El silencio se interrumpe: vienen, como si cayeran del cielo, cortos estertores de trompeta. Como si cayeran de alguna parte que todavía no se ve. Escarceos solitarios de sonido, como si los músicos estuviesen ensayando una nota solitaria y abierta, compañeras una de las otras, menudas, que se abaten desde el sonido a la escucha.
Reman por el océano del aire como bateristas de jazz, usando la escobilla más suave en el platillo más sutil.
Largas, obstinadas, dóciles, van modificando levemente el dibujo del compás, y alguna, la primera, se separa unos metros del escuadrón para ser sustituida por otra menos cansada, más audaz, más entera.
Van hacia el suroeste, entre la luna nueva que va descascarillando el arco perfecto de su luz, y el planeta Venus, como un iris blanco y sin pupila, destellando, casi con voluntad de estrella.
Se empeñan en ir entre los dos astros que presiden su vuelo, sin desviarse ni a uno ni a otro lado. Guiadas por los destellos de plata que emiten los dos faros flotantes.
Son criaturas perfectas del cosmos que van desapareciendo en la distancia.
Y, sin embargo, veo lo que ellas ven: el olivar que clarea, el dragón delicuescente del río, el páramo desforestado hace siglos, la sed de mica del desierto, las chimeneas altivas de una fábrica, hélices eólicas que hay que rebasar, más alto, más alto, casi en la espuma de las nubes.

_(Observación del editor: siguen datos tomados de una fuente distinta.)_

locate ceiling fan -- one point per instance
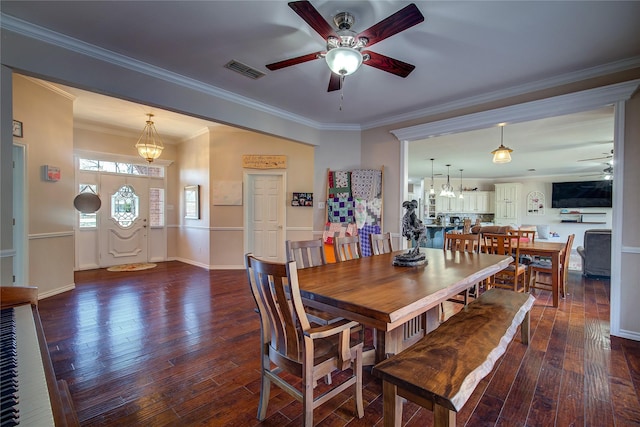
(607, 172)
(606, 156)
(345, 44)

Qué imagen hay en mi ojo. Cómo respiro. Cómo siento los músculos que unen mi cuerpo con las alas al batirlas y batirlas. Cómo el aire frío de aquí arriba se adentra en el plumón del cuello y sostiene las plumas navegantes.
Soy libre.
Sigo el olor de la calidez, un pasadizo entre el cielo y la tierra, antes de que el invierno se pose en los páramos.
Y no estoy solo.
Nunca estaré solo.
Salvo cuando abra el camino para el resto.
Entonces lo parecerá.
Parecerá que todo entero soy el cielo.
Parecerá que canto para que el resto me siga.
Pero el canto está siempre unos metros por delante.
Es el canto quien en realidad nos dirige.
Y yo solo tengo que alcanzarlo y repetirlo.
Y el resto de las grullas hace lo mismo.
Y lo vemos caer.
Los gajos del canto que todas somos.
Uno a uno.
Como estridentes ecos de trompeta.
Allá abajo, muy abajo.
Caen.
Donde un hombre alza el rostro para observarnos.